Lay or “Traditional” Midwives
These midwives are not licensed or credentialed and may legally care for women in pregnancy and attend childbirth in only a handful of states that do not prohibit their practice.
In the early 1970s, a group of obstetricians at SFGH began discussions with CNMs in the local community about starting what would become the first hospital-based midwifery practice in San Francisco. “They recognized that there was an untapped market for women who wanted midwifery care but didn’t want or couldn’t afford out-of-hospital birth,” says CNM Margaret Hutchison, a clinical professor in the Department of Obstetrics, Gynecology and Reproductive Sciences at the UC San Francisco School of Medicine, who also chairs the leadership council of the nurse-midwives of SFGH.

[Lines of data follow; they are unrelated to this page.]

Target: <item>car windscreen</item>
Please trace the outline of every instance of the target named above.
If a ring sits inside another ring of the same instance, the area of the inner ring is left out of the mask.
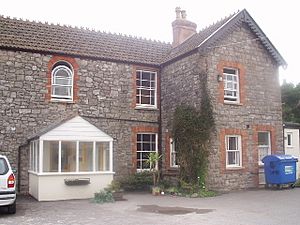
[[[8,166],[6,163],[6,160],[3,158],[0,158],[0,175],[6,174],[8,171]]]

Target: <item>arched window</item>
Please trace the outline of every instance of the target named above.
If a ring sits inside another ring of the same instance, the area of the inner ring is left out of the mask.
[[[66,62],[57,62],[51,73],[51,99],[73,101],[72,67]]]

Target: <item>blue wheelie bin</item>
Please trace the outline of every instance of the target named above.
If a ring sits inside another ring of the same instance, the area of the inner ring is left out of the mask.
[[[267,155],[262,159],[264,163],[266,187],[283,185],[295,187],[296,162],[298,159],[292,155]]]

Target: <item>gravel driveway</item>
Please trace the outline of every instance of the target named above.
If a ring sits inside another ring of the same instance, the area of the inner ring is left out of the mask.
[[[129,193],[126,201],[37,202],[20,196],[15,215],[0,213],[2,225],[47,224],[300,224],[300,188],[249,190],[213,198],[184,198]]]

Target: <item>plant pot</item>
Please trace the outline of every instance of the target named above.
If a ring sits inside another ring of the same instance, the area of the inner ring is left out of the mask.
[[[160,188],[159,187],[152,187],[152,195],[160,195]]]
[[[111,194],[112,194],[112,196],[113,196],[113,198],[114,198],[115,201],[122,201],[122,200],[124,200],[124,198],[123,198],[124,192],[123,191],[114,191]]]

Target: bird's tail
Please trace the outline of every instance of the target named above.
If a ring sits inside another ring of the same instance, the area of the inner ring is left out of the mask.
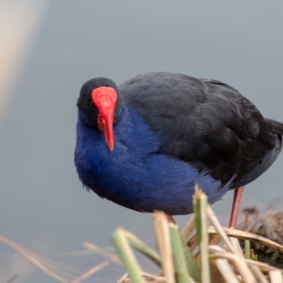
[[[274,120],[267,119],[265,118],[266,122],[272,129],[272,132],[275,134],[279,134],[280,136],[283,135],[283,124],[279,122],[275,121]]]

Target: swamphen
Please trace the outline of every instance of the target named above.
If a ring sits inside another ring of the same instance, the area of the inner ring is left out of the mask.
[[[282,147],[283,124],[219,81],[166,72],[82,86],[74,161],[83,186],[140,211],[192,212],[253,181]]]

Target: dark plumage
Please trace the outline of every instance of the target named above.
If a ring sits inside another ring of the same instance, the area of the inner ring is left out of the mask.
[[[117,93],[112,151],[98,128],[91,98],[100,86]],[[83,86],[77,105],[81,180],[100,197],[136,210],[191,213],[196,183],[213,203],[262,174],[282,146],[283,125],[265,119],[219,81],[158,72],[117,87],[98,78]]]

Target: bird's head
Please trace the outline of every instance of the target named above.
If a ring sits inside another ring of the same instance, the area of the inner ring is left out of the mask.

It was a time when attitudes toward childbirth were shifting. The enormous safety gains of the previous half century – a product of medical innovations like antibiotics, safer anesthetics and better diagnostic tools – had made survival of the mother and baby seem almost a given, but it moved maternity care into a more “medicalized” model, which sometimes ignored the fact that childbirth is a normal physiological experience for most women. In-hospital midwifery care strikes a balance between preserving the normal aspects of birth and providing rapid access to technology and advanced care when it’s needed.
The midwifery service at SFGH began in 1975 with the opening of an alternative birth center within the hospital, which offered a more homey environment than the traditional labor and delivery unit. Although births at the hospital increased by 50 percent in the first year, maintaining a separate unit proved financially unviable, and midwifery patients were eventually moved to the regular labor and delivery unit, where 46 percent of women now select a midwife for their care.

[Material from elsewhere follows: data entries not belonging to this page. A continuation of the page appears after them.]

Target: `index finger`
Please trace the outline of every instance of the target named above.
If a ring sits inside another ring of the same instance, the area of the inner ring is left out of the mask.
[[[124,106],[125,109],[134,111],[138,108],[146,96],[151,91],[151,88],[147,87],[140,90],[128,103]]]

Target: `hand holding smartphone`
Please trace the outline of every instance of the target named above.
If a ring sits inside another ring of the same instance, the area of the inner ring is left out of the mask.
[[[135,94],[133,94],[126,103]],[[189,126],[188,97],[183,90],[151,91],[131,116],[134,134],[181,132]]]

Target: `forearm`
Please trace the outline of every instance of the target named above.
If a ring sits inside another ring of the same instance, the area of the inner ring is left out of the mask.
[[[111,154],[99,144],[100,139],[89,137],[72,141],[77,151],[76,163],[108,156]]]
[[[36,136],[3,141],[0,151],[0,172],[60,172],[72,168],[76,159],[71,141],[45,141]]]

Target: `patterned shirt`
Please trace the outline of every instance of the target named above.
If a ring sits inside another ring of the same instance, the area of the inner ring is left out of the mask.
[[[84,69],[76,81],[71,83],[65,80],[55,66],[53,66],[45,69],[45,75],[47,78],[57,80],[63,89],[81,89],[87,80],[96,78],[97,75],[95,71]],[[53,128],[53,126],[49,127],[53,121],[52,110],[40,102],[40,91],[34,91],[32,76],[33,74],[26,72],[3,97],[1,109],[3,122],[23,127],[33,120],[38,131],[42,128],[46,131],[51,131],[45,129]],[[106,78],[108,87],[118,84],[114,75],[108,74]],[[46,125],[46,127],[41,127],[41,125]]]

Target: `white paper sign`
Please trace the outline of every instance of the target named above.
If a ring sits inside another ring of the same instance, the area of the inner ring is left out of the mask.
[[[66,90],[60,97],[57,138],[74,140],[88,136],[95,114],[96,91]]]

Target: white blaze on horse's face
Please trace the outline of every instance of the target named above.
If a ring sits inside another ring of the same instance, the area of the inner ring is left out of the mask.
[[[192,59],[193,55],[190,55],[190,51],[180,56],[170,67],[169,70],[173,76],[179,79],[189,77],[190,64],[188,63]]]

Changing the Culture of Childbirth at SFGH
The move proved fortuitous. Nurse-midwives and obstetricians began working side by side, and over time, a collaborative atmosphere developed.
“I think the early presence of midwifery at SFGH has influenced the culture of childbearing for everybody in our labor and delivery unit,” says Hutchison. Obstetrician Rebecca Jackson, chief of the SFGH division of the Department of Obstetrics, Gynecology and Reproductive Sciences, agrees. “[The midwives] push us [obstetricians] to think more carefully about why we do certain things,” she says.